Zhu continues, “It should come as no surprise that everyone in a position of power at snapchat is a white man … even last Fall Apple did a demo in Chinese with a white woman!”
We all know Trump will be more preoccupied with being able to declare success than with actually succeeding. And if that doesn’t remind you of when product designers celebrate the launch of a product… regardless if it’s a good product.. then I can’t help you.

As an illustrator, I’m not surprised to see his image everywhere, but how ironic is it that he’s cutting the NEA and yet many of us will be assigned to draw his portrait for news and magazine clients. It doesn’t matter how subversive or neutral or beautiful he is depicted. Each image normalizes him. His legacy empowered.
And he loves getting his portrait drawn.
Chapter 4: Expand your Circles
What we need going forward is to address bias in the creative industries by acknowledging our own biases. Lacking perspective is hard because… you lack the perspective. Start by listening to people that don’t just tell you what you want to hear. Are you faving tweets that exclusively include avatars of people who look like you? Do the folks reassuring you that you are great have anything to lose?

Ok, I realize I have spoken for a long time and not really offered any tactile advice. We’re designers, we’re naturally tactical. Remember when everyone was talking about how Facebook needed to create a new algorithm to ‘solve the problem’. Fuck your algorithm.
I’m not going to tell you just to go volunteer. “I volunteered” frequently gets followed by a feeling of “great I can put that to rest”.

Designers LOOOOOVE HUSTLING. I hate the word, but the design industry loves it so much … so how are we gonna hustle about issues a little closer to home? Over the next four years how are you going to commit to understanding your own biases and how they apply to the spaces you work every day?
Working with folks who think differently than you is just the beginning. The real work starts after they’re hired.

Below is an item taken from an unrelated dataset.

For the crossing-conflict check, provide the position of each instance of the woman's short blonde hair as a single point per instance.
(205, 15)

Bridge the gaps within your hiring process to give more access and making creative opportunities available to all and not a select few.
Push back when people select photo stock imagery of only white folks.

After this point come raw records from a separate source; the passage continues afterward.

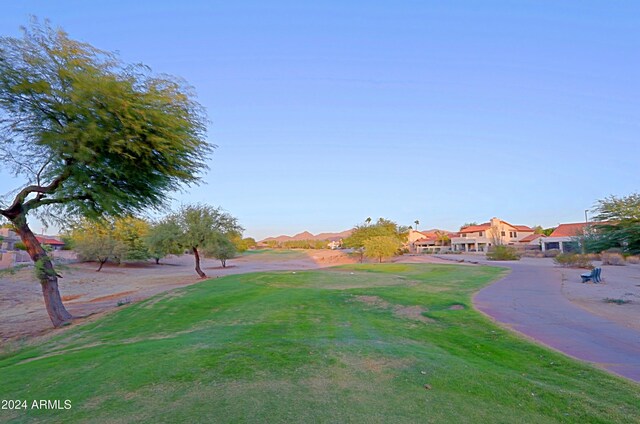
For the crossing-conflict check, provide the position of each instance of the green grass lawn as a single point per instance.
(356, 343)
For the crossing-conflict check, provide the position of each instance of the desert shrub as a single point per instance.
(551, 253)
(503, 253)
(633, 259)
(612, 258)
(573, 260)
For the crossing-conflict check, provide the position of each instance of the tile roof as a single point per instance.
(569, 230)
(531, 237)
(474, 228)
(487, 225)
(46, 240)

Be generous to your peers — especially with your knowledge and your ideas and your resources. Today, has presented us with a renewed opportunity to really discuss privilege, power and inclusion. Continue to find places outside design to do good, rather than think of design as a force for good.
It’s us, white folks, not folks who are suffering from our privilege, that need to start talking and questioning underlying assumptions we have about our surroundings and how we got here.
The industry has a lot of inequalities. Realize we have the power to be truly representative and provide real change. What politics have to do with the design industry is a discussion that we’ll be having for a long time.
Nothing has forced myself to reckon with what is important to me more than talking to people who disagree with me. I would challenge designers to talk to people who challenge them. People who don’t look like you, people who don’t think like you, people who make you angry and confused. It’s fucking hard but you can do it, or at least try*. For me, that may mean writing personal letters to trump leaning relatives. It is only because of the great progress we have experienced in the past decade that the thought of it being reversed is so anxiety inducing. And honestly, the past eight years were good but we we’re just getting started.
*Expand your social circles and smash the follow button:
Amélie Lamont, Leah Finnegan, Jenn Schiffer, Kristy Tillman, @dulynotedinc, Spacekatgal, @thewomenwhodraw, Robyn Kanner, Marco Rogers, Eric Hu, @myhairisblue, Katie Zhu
Jennifer Daniel is a liberal white designer who lives in … surprise … Berkeley California!